Overview
Context:
Berlin’s S-Bahn is the rapid transit network connecting the city center with surrounding neighborhoods. With 6 lines and 10 starting stations, the S-Bahn recorded over 131,000 trips in 2024. This project analyzes those trips to identify the factors driving delays and cancellations throughout the year.
Objectives:
-
Identify which S-Bahn lines and time periods experience the most delays
-
Examine delay patterns by time of day, weekday, and month
-
Investigate the impact of incidents, weather, and strikes on punctuality
Data:
Berlin S-Bahn Multi-Table Dataset (Kaggle)
Skills:
Data cleaning and summarizing, database querying (CTEs, multi-table joins, aggregate functions), reporting
Tools:
PostgreSQL
Excel
PowerPoint
Process:
-
Understanding the data structure
-
Exploring and preparing the data
-
Answer business questions through queries
-
Report findings and deliver insights
Exploring the Data
Relational database with 7 interconnected tables – all cleaned and checked for missing values and duplicates.
A creation of an Entity Relationship Diagram (ERD) on PostgreSQL clarified the connections between the tables. Some of the tables, such as strikes and weather, had to be joined to the trips table through timestamps.
Multi-table relational dataset:
Table Statistics:
131,771 trips for the year
36 recorded incidents
10 main stations
8,761 hourly weather records
6 lines in the network
6 recorded union strikes
3 large city events

Entity Relationship Diagram
Key Statistics on Delays:
Average delay: 2.81 min
Median delay:
1 min
4% trips marked ‘delayed’ (> 5 min)
Delays by Lines and Incidents (Infrastructure)
Lines:
The S41 and S42 (Ring Bahn) have the highest rates of delayed trips (82%) and cancellations across all 6 lines.

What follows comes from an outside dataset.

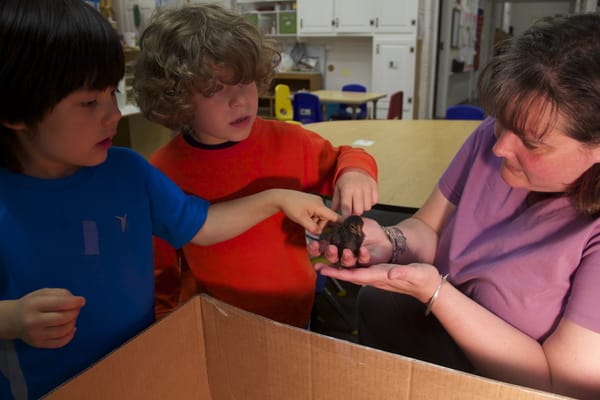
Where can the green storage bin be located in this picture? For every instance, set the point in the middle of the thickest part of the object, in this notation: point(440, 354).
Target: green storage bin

The Ring Bahn’s circular route serves dense residential areas with more stops and transfer points, increasing exposure to disruptions.
Incidents:
Power outages carry the highest incident impact factor (9.88), far above signal failures (4.73) and track maintenance (2.47).
A correlation test is run between delay impact factor and delay minutes. The CTE defines the time frame between one hour before an incident and one hour after the incident.
Query: Correlation between Incident Severity and Delay Duration

Result: -0.11
=
No correlation, suggesting the impact factor is not measured by delay duration.
Peak hours (6:00–10:00 and 16:00–20:00) show a 92% delay rate versus 75% during off-peak hours.
Peak-hour delays are mostly 1–5 minutes — consistent with minor congestion from high traffic volume rather than major incidents.
Weekdays have higher average delays than weekends; commuter traffic is the main driver of minor delays.

Three months out of the year 2024 had significantly more delayed trips. These months coincide with major strikes by the GDL, a German trade union for train drivers.

How disruptive were the strikes on overall rates of delay and cancellation?
Delays by Hours, Days and Months (Time)
Forceful Impact of Strikes
Strikes are the biggest disruptor: average delay jumps from 1.5 minutes to 22 minutes on strike days, with a 10% cancellation rate.

Further investigation of outliers show that 90 % of all trips fall within the upper bound of 3.5 minutes.
Query: Identification of Outliers with the IQR Method

A low number of extremely high delays on strike days is distorting and skewing the dataset to the right.
Removing strike days cuts average delay by more than half and reduces the maximum delay from 1,181 minutes to just 13 minutes.
Summary and Deliverables
Key Insights:
-
Strikes are the single biggest disruptor — causing extreme delays and a high cancellation rate.
-
Peak hours are the primary driver of minor delays (1–5 min), pointing to commuter traffic as the root cause.
-
The Ring Bahn (S41/S42) is the most delay-prone line group, with the highest rates of delayed trips and cancellations.


Infographic:
Interactive Decision Tree
The full results of the analysis were delivered in two formats:
-
An infographic showing the five impact factors on S-Bahn delays.
-
A decision tree diagram (interactive on PowerPoint) showing hierarchy of impacts.
Project Assessment:
This project gave me hands-on practice querying a multi-table relational dataset in PostgreSQL, including joins, subqueries, and aggregation.
The most significant analytical decision was separating strike days from the rest of the data — this transformed the findings and produced a much more accurate picture of everyday S-Bahn performance.
This analysis also offered me experience in managing an end-to-end project: from inputting the data into PostgreSQL and forming an ERD, to cleaning data and querying for answers, and finally to summarizing findings in an Excel report as well as visual presentations on PowerPoint.